In 1862 a Cornishman by the name of Billy Barker arrived in the Caribou gold rush of British Columbia well after all the good ground was staked. He was an all round character, short in stature and had a temper & tenacity about him equal to that of five men.
With these characteristics coupled with what money he had he staked 14 claims on the flats above the canyon well out of the pay dirt of Williams Creek. Most miners laughed at the foolish immigrant wasting his time.
After a few weeks of digging shafts without a trace of gold he decided to dig one last shaft and call it quits. Two feet above bedrock he hit the largest pay streak in the province.
A 600 foot long seam paid $1,000 to the foot. In today’s money he probably recovered 7.5 million dollars or more.

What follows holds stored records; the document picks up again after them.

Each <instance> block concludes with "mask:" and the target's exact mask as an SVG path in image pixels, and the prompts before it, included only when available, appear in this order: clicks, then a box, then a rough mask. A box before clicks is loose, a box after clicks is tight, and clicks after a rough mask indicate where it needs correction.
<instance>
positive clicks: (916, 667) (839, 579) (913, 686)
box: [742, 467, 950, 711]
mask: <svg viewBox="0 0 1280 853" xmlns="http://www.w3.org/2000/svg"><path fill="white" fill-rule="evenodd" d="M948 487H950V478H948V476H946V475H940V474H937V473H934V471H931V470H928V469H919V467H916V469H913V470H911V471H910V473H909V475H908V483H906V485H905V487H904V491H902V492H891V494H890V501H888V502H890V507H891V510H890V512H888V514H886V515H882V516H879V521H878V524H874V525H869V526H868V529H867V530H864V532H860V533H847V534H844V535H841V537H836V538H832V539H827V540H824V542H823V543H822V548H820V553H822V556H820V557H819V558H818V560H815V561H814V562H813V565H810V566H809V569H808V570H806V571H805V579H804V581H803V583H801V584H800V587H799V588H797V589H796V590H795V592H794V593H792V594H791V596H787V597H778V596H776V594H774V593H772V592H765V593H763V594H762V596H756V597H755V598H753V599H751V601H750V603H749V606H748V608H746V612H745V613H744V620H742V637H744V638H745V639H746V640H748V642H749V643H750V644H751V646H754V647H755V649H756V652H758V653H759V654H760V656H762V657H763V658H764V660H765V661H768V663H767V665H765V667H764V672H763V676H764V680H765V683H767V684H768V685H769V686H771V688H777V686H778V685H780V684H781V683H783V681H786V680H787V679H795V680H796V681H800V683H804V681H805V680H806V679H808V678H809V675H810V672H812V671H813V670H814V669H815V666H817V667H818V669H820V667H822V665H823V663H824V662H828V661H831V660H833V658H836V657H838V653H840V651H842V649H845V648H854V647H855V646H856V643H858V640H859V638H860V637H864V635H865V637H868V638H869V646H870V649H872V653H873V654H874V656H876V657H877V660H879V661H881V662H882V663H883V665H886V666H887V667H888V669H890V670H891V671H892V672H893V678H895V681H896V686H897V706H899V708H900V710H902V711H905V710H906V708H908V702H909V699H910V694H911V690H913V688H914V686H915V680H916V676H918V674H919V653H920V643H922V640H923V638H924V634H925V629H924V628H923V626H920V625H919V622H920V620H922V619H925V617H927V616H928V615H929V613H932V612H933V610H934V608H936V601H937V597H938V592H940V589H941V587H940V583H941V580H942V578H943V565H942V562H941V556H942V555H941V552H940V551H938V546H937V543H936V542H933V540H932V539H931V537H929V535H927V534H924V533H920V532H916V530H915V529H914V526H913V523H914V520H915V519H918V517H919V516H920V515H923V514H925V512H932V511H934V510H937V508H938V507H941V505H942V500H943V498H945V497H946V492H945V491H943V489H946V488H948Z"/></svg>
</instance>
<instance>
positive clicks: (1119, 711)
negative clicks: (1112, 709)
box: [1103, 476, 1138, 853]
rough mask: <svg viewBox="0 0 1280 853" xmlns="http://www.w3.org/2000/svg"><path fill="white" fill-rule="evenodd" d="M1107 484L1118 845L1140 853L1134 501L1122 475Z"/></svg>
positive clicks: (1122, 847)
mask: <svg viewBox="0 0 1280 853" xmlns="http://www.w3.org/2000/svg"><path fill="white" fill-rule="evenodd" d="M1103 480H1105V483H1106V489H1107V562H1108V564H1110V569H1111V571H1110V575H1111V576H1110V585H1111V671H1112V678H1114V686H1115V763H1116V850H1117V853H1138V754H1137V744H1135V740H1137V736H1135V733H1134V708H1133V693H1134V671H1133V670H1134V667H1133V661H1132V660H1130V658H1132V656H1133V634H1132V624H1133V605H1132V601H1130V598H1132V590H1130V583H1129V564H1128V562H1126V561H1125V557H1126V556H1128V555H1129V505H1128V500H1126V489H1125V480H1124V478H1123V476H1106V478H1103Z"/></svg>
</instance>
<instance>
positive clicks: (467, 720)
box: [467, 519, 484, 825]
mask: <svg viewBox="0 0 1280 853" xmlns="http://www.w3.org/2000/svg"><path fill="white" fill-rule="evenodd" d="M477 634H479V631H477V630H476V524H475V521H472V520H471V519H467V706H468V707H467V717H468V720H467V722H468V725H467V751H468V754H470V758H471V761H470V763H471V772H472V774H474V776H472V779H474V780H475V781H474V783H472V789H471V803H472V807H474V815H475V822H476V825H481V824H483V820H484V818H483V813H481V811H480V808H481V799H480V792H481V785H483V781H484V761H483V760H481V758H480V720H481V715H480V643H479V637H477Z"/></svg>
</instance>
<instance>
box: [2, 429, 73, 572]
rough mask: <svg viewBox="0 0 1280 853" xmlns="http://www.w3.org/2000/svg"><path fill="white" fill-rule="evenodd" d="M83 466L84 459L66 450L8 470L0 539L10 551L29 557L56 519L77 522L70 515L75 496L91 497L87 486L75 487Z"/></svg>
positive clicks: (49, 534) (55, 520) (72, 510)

An instant town sprung up around Billy’s first claims. Today many of those original buildings have been restored and are protected by a provincial park known as ‘Barkerville’.
With his new-found wealth and popularity Billy started to live the good life. Backing other miners trying to hit the big one, married a woman who helped him spend their way to happiness while not bothering to save for a rainy day.
Suddenly the gold ran out and so did the wife. In a few short years Billy was so broke other miners had to pay for his stagecoach out the town that bore his name.
And so it was that this enigma drifted into obscurity.
NOTE: It appears that Barker is no longer in obscurity. A sharp MoC visitor (D. Richards) noted that a number of bios of Barker that had him a native not of Cornwall, but rather of Cambridgeshire, England. The Dictionary of Canadian Biography states that he was born in Cambridgeshire on June 7, 1817.